Background
Reed Supermarket is located in the large Westgate Plaza shopping center in Columbus, Ohio. Reed’s competitors are Family Dollar and Aldi, Reed’s current strategy is to offer a higher price but lower range than Aldi (Quelch & Carlson, 2011). Reed’s real competitor is Family Dollar Stores, which has a gross margin of 32.5 versus what Reed showed (Quelch, J.A, & Carlson, 2011). It is necessary to develop a strategy in which Reid will have a competitive advantage.
Recommendations
The recommendation for Reed to increase competitive advantage will be a strategy to reduce prices and concentrate the product range. For example, the sale of fresh seafood and pharmacy products does not contribute to attracting the average buyer, but incurs high costs for the chain of stores.
Basis for Recommendation
The main basis for the recommendations were given in accordance with the SWOT analysis attached to Exhibit 1. The main threat to Reed is competition and the lack of a basis for fighting it at the moment.

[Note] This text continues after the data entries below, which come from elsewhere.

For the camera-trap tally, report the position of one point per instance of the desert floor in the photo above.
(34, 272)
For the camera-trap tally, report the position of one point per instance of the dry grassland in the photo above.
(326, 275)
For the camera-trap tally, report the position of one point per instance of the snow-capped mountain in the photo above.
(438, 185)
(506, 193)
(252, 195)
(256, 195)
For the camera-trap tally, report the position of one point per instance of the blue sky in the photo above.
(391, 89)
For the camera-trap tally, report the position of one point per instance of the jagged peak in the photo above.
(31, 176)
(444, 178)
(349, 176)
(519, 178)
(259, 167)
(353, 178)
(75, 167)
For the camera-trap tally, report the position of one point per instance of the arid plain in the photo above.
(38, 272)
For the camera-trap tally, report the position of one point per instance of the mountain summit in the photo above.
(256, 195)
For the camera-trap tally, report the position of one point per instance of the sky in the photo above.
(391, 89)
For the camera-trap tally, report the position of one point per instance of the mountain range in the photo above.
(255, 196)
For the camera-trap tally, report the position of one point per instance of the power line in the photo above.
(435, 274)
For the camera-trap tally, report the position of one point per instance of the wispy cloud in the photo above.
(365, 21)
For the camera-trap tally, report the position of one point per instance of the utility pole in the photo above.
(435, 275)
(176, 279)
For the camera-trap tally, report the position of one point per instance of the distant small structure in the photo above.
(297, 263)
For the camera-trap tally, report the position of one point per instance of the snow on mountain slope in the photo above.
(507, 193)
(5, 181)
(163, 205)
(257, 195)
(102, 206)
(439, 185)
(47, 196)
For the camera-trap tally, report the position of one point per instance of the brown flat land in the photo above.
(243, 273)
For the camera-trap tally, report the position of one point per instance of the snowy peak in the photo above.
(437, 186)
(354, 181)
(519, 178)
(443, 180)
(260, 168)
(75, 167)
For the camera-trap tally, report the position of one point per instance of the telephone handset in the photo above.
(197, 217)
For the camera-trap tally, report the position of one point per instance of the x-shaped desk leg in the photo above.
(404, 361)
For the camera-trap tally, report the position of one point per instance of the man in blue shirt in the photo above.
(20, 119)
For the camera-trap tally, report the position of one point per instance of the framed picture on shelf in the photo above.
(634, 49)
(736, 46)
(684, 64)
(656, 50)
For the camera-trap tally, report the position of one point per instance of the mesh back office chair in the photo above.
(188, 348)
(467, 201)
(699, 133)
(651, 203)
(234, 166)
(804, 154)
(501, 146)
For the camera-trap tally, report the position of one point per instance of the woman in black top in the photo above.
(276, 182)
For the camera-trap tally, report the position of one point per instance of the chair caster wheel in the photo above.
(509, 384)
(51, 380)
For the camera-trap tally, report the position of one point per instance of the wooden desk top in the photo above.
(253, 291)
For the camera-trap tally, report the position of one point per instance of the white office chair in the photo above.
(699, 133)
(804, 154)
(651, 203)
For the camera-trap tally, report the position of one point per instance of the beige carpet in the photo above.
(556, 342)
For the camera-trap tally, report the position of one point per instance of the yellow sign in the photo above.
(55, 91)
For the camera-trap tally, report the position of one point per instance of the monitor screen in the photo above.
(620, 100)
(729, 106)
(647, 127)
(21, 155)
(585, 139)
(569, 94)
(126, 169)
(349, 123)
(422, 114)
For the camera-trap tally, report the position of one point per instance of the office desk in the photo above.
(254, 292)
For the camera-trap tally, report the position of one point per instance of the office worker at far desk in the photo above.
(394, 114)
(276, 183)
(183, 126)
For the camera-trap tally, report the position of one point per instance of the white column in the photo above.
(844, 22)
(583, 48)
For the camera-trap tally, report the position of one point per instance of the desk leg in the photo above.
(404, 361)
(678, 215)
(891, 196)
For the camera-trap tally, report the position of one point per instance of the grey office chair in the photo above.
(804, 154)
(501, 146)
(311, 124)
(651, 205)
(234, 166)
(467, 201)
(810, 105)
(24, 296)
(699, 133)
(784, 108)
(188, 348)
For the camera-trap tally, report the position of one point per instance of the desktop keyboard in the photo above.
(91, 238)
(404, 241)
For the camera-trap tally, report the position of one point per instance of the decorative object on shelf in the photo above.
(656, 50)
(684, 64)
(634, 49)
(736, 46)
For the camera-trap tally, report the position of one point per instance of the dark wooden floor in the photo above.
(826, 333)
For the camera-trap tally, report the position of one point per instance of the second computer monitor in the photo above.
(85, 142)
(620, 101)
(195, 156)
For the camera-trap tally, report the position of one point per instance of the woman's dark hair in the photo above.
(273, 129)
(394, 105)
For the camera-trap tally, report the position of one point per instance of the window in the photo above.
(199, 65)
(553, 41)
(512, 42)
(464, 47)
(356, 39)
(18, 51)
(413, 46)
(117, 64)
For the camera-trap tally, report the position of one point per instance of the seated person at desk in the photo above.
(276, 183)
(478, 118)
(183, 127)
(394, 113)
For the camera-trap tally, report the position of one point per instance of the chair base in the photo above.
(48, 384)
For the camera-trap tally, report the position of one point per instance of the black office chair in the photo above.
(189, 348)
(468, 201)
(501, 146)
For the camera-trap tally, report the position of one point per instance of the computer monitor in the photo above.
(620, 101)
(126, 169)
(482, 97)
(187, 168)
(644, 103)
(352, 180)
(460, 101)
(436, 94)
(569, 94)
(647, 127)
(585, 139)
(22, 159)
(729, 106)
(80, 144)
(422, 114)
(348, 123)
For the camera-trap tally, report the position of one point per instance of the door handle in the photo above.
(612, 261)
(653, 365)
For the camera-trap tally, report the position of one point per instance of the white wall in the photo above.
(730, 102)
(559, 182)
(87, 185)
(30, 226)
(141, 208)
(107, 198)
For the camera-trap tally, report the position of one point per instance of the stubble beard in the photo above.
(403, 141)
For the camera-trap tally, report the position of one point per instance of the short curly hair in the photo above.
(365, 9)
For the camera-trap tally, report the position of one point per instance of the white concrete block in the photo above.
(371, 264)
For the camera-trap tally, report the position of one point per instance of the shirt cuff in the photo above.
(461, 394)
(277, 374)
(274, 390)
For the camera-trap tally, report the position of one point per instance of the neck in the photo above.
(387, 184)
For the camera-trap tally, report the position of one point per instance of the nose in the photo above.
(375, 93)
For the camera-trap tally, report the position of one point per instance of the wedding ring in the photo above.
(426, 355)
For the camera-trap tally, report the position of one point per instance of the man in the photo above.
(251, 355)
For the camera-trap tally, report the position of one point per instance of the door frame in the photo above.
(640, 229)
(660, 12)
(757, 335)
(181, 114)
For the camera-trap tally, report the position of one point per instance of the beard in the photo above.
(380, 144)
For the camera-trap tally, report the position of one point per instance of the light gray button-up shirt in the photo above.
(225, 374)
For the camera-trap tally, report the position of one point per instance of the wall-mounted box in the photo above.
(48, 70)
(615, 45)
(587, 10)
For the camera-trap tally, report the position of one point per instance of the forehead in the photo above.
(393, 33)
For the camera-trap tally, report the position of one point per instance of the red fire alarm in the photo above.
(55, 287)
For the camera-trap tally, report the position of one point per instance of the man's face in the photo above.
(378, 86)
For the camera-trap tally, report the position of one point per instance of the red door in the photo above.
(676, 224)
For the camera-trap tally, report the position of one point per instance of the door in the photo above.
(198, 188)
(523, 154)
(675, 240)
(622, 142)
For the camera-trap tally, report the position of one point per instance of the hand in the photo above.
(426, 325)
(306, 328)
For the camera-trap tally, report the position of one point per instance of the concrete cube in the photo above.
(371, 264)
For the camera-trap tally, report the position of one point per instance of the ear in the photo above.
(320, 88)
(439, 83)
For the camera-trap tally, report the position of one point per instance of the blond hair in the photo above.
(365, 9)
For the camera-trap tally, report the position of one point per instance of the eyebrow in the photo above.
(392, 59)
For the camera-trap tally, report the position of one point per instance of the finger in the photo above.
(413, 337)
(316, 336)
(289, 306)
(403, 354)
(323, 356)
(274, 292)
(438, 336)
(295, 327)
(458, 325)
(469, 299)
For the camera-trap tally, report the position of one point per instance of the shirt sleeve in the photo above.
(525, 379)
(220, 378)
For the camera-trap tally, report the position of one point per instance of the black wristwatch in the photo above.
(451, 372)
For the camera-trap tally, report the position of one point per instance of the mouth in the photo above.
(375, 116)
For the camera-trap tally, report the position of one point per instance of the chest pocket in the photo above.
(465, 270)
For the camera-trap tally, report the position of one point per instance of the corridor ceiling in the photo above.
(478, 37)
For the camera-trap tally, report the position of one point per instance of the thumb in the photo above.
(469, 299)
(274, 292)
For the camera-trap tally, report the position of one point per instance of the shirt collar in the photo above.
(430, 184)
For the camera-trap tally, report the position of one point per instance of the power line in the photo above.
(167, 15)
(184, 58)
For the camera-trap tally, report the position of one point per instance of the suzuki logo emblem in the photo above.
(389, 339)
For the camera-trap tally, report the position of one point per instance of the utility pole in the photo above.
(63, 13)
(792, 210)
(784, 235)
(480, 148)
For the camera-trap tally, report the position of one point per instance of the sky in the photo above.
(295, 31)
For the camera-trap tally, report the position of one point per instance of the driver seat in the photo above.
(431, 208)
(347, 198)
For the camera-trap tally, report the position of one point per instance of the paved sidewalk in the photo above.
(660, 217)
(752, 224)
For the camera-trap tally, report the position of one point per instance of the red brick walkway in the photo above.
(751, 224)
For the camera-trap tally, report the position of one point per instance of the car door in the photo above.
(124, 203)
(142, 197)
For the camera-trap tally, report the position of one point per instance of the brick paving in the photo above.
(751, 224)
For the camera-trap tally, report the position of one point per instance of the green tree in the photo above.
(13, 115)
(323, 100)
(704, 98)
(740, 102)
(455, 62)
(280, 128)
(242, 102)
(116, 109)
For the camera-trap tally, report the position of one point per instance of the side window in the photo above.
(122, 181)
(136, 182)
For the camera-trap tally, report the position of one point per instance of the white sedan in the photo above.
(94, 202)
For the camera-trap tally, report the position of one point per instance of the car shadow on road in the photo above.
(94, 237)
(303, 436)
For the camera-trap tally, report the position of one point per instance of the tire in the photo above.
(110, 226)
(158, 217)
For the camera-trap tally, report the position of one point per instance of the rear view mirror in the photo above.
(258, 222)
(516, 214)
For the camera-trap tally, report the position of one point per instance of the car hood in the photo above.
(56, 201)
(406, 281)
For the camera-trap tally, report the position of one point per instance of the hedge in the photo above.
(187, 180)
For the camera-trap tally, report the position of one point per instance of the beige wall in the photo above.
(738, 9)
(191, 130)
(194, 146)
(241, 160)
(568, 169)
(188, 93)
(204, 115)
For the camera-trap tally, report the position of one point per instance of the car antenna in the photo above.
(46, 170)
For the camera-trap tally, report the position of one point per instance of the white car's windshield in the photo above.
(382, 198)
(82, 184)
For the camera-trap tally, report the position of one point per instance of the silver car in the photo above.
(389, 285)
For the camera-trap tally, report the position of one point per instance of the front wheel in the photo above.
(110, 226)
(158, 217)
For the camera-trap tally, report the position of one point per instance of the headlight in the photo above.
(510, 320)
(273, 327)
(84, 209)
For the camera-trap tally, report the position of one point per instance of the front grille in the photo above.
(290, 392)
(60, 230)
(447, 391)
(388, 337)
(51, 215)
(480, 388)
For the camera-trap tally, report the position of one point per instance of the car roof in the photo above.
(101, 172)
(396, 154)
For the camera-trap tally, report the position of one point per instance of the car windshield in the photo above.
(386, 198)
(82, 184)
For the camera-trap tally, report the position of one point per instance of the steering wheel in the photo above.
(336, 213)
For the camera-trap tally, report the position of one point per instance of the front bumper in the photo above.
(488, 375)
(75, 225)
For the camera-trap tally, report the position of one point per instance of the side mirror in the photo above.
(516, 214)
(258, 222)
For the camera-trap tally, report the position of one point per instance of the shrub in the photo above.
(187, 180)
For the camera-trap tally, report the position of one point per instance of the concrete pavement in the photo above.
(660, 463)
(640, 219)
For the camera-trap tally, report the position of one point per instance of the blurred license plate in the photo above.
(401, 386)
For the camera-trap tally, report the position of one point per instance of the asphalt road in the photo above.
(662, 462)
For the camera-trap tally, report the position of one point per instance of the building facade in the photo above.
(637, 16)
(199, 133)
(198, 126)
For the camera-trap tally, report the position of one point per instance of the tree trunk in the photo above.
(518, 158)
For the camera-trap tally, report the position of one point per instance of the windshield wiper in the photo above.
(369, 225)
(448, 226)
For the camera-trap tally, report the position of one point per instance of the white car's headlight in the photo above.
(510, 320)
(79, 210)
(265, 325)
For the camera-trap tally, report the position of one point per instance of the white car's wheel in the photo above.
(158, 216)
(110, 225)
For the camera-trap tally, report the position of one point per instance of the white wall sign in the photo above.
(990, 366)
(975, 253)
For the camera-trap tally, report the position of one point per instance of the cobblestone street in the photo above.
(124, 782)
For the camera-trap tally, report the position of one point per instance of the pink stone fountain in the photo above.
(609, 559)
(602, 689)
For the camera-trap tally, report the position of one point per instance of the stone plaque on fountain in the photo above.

Rival Aldi is already making big profits as it presents a much lower price. Dollar Store does not represent serious competition for Reed, but its profits can go up due to its good location.
Assumptions and Risks
Change of strategy is always a risky process, but in this case it is necessary and inevitable. Price reduction is the easiest way to secure a competitive advantage. In addition, a decrease in the assortment of the store will lead to a decrease in supply chain costs, which cannot but positively affect the overall costs of the chain.
Next Steps
The next step should be to determine the minimum threshold for price reduction in order to understand the level of risk that the company can take. Since all stores are located in the same shopping complex, it is also necessary to understand the flow of customers that contributes to visiting a particular store.
Exhibit 1
Reference
Quelch, J.A, & Carlson, C. (2011). Reed Supermarkets: A New Wave of Competitors. Harvard Business Publishing Education. (n.d.). Web.